I often hear people who want monthly payments in retirement refer to immediate annuities. Can you tell me what an immediate annuity is and how it works? — Susan
Winston Churchill once described Russia as “a riddle wrapped in a mystery inside an enigma.” Well, many people feel the same is true of annuities. And justifiably so. Not only can many of them be maddeningly complex, they also come in a dizzying array of types and variations — fixed, variable, indexed, deferred, immediate — each of which operates in its own way. I’d go so far as to say that annuities may be the least understood of all the retirement investments out there.

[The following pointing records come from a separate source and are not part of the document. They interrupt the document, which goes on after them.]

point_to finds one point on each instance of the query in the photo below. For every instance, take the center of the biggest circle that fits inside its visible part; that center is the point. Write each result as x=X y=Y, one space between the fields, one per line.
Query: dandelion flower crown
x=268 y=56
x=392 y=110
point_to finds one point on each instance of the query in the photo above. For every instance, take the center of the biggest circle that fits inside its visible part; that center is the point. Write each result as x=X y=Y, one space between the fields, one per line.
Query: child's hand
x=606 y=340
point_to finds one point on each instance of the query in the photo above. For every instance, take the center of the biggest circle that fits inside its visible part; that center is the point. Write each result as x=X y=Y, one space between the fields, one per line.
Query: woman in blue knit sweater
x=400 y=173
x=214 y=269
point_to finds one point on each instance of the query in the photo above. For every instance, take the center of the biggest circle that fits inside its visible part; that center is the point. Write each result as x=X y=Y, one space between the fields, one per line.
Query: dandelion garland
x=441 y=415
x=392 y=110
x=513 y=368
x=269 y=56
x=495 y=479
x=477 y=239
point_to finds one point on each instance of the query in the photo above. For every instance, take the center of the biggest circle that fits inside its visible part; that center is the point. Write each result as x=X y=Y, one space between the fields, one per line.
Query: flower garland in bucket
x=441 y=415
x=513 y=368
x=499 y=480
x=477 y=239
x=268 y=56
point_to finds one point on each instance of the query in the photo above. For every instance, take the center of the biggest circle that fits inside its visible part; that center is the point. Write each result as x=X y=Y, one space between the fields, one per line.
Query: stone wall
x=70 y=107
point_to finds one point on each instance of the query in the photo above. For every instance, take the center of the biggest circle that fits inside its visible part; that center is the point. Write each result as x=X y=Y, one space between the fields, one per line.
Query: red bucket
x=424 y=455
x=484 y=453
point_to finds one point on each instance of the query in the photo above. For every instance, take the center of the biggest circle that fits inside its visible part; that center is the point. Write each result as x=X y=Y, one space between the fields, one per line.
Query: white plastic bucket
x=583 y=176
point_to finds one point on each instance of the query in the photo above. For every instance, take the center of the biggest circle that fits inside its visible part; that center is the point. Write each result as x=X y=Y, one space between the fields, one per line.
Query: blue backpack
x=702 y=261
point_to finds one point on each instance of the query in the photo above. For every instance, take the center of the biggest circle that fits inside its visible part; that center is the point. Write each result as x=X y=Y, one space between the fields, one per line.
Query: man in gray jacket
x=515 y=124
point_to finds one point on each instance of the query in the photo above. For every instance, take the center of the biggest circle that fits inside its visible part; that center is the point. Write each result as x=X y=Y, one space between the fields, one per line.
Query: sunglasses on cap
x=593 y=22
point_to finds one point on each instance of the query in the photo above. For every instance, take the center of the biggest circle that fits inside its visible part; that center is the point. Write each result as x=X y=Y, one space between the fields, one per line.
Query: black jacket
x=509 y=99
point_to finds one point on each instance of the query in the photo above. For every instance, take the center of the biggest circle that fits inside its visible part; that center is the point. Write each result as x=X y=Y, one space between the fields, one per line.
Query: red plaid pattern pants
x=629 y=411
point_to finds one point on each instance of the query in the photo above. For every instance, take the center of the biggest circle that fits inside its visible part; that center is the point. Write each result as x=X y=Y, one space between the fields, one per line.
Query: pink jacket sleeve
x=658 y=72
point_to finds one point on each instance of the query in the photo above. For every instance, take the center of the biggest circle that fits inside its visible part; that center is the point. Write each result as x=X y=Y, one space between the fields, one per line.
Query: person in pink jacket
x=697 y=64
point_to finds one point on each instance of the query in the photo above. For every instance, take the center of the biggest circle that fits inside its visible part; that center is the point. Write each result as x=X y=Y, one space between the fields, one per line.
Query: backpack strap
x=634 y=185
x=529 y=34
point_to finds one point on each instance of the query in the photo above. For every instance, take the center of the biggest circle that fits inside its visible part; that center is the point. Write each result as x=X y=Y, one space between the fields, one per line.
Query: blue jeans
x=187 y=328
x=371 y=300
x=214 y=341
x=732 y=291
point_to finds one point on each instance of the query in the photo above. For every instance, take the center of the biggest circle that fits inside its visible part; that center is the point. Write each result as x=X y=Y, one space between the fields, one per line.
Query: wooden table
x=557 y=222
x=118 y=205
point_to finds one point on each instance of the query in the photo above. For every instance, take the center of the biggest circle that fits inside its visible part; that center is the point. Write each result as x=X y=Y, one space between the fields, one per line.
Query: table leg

Fortunately, the type of annuity you’re asking about — an immediate annuity — is (by annuity standards at least) the easiest to understand and, to my mind the type with the greatest potential for helping people who want more guaranteed lifetime income than Social Security alone will provide.
The premise behind an immediate annuity is simple: You invest a lump sum of money with an insurance company (although you would actually do so through an adviser, a broker or insurance agent) and in return you receive a guaranteed monthly payment for life regardless of how the financial markets perform. The size of that payment depends mostly on your age and the level of interest rates. The older you are and the higher interest rates are, the higher the payment you’ll receive.
Today, for example, a 65-year-old man who invests $ 100,000 in an immediate annuity would receive about $ 550 a month for the rest of his life, while a woman the same age would collect about $ 530 a month. By choosing a “joint and survivor” (aka “joint life”) option, a 65-year-old man-and-woman couple would get about $ 470 a month as long as either one of them is alive. You can see what size payment you (and a spouse or partner if you have one) might receive based on different ages and amounts invested by going to this annuity payment calculator.
You should be aware, though, that an immediate annuity involves some tradeoffs. For example, in return for the guarantee of lifetime payments, you typically give up all or most of your access to the savings you’ve invested in the annuity. This means you may no longer be able to dip into that money for emergencies or unexpected expenses or leave it to your heirs.
Similarly, the payments stop when you die (or, if you’ve taken the joint life option, when you and your spouse or partner are no longer alive). So if you shuffle off this mortal coil soon after buying the annuity, you’ll have shelled out a considerable upfront some for a smaller number of payments, which is why an immediate annuity probably doesn’t make sense for people who believe they’ll have a shorter-than-average lifespan.
Some immediate annuities attempt to address such issues by offering limited access to a portion of your investment while you’re still alive or by stipulating that the annuity will make payments for a certain number of years (five, 10 or whatever) whether you’re still living or not. Some immediate annuities may in some circumstances refund a portion of your original investment to your beneficiary after your death.
But such features typically reduce the size the payment you’ll receive, which means you’ll be diluting the benefit of buying an annuity in the first place. Which is why I contend it makes more sense to think of an immediate annuity as part of a comprehensive retirement income plan that works as follows: Put a portion of your savings into the annuity and opt for the highest monthly payment. Then invest the rest of your nest egg in a diversified portfolio of stocks, bonds and cash that can provide liquidity, long-term growth and, if you haven’t spent all your savings by the time you die, a legacy for your heirs.
Just to be clear, though, not everyone needs an immediate annuity. Remember, you’ll already be receiving annuity payments in retirement in the form of Social Security. If the amount of guaranteed income you’ll receive from Social Security and any pensions is enough to cover all or most of your basic living expenses in retirement, then you may not need an immediate annuity. You may be able to get by just fine by drawing on your retirement investments to pay any other expenses you incur. The same goes if your nest egg is so large that your chances of running through your savings during your lifetime are negligible.
But if you feel you want more guaranteed income than you’ll collect from Social Security and any pensions — and you’re willing to take these prudent steps to ensure you’re getting a competitive payout and that you can truly rely on the annuity’s promise of income for life — an immediate annuity is at least worth considering.